This means that you’ll want to stay on top of your social media accounts and be prepared to take advantage of opportunities as they arise. That’s not to say your brand should hop on every content-trend bandwagon that rolls around. But being able to identify which trends are relevant to your brand can really help you leverage the audience impact you have on social media.

Staying aware of what’s going on in the social media landscape can also help your brand respond swiftly to potential bad press. Say a customer complains about your brand. You want to be able to respond to that in a way that’s empathetic and authentic rather than giving a canned response.

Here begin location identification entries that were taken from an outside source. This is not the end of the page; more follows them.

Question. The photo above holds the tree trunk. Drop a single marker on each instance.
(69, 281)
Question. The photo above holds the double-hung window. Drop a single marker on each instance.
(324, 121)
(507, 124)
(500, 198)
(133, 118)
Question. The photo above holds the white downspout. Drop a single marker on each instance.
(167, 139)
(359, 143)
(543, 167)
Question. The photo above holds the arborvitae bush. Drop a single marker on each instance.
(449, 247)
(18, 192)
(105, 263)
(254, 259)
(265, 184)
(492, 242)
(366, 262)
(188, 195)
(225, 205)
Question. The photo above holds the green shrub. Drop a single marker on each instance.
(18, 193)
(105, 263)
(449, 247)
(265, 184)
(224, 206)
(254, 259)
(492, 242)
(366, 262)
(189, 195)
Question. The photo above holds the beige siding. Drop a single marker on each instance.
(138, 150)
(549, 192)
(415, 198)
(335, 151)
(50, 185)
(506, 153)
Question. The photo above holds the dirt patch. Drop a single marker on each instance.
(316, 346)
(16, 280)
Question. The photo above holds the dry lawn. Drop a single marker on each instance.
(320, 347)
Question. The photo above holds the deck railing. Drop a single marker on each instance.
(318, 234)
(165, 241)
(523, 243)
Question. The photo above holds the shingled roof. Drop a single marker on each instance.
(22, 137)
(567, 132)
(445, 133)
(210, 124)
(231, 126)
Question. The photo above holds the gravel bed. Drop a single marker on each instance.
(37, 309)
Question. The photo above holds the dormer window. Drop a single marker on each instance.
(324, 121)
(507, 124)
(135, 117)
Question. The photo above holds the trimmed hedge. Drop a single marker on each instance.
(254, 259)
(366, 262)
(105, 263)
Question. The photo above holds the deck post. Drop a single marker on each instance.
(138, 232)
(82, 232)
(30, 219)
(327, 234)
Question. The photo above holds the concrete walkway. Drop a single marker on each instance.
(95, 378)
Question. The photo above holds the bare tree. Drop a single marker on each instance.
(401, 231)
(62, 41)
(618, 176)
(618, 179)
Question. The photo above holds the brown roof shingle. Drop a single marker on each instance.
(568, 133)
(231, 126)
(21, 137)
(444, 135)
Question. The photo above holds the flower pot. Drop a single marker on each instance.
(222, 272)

Training your staff to give appropriately personal responses to public complaints is another facet of flexibility that often goes ignored. Proper flexibility in these situations allows you to get ahead of stores that can showcase your brand in a bad light. If people get enough steam complaining about a common issue on social media, things can get out of hand quickly. You generally want to respond to or originate hashtags, not inspire them.

Doing Flexible Digital Marketing Strategy Right

When you approach flexibility from the right angle, your strategy becomes adaptable and ready to respond to any eventuality. No one gets too hung up on the details of what they want to see; instead they emphasize what actually works. If your initial idea for what might work ends up not being effective, that’s OK. It’s how you respond to that disappointing rollout that really matters.

But it’s also important to avoid flexibility for its own sake. Don’t make changes where they aren’t warranted. If everything’s working smoothly and you’re hitting your KPIs right out of the gate, you don’t need to make changes. Flexibility means responding to the data, and sometimes data prove that your initial hypothesis was correct.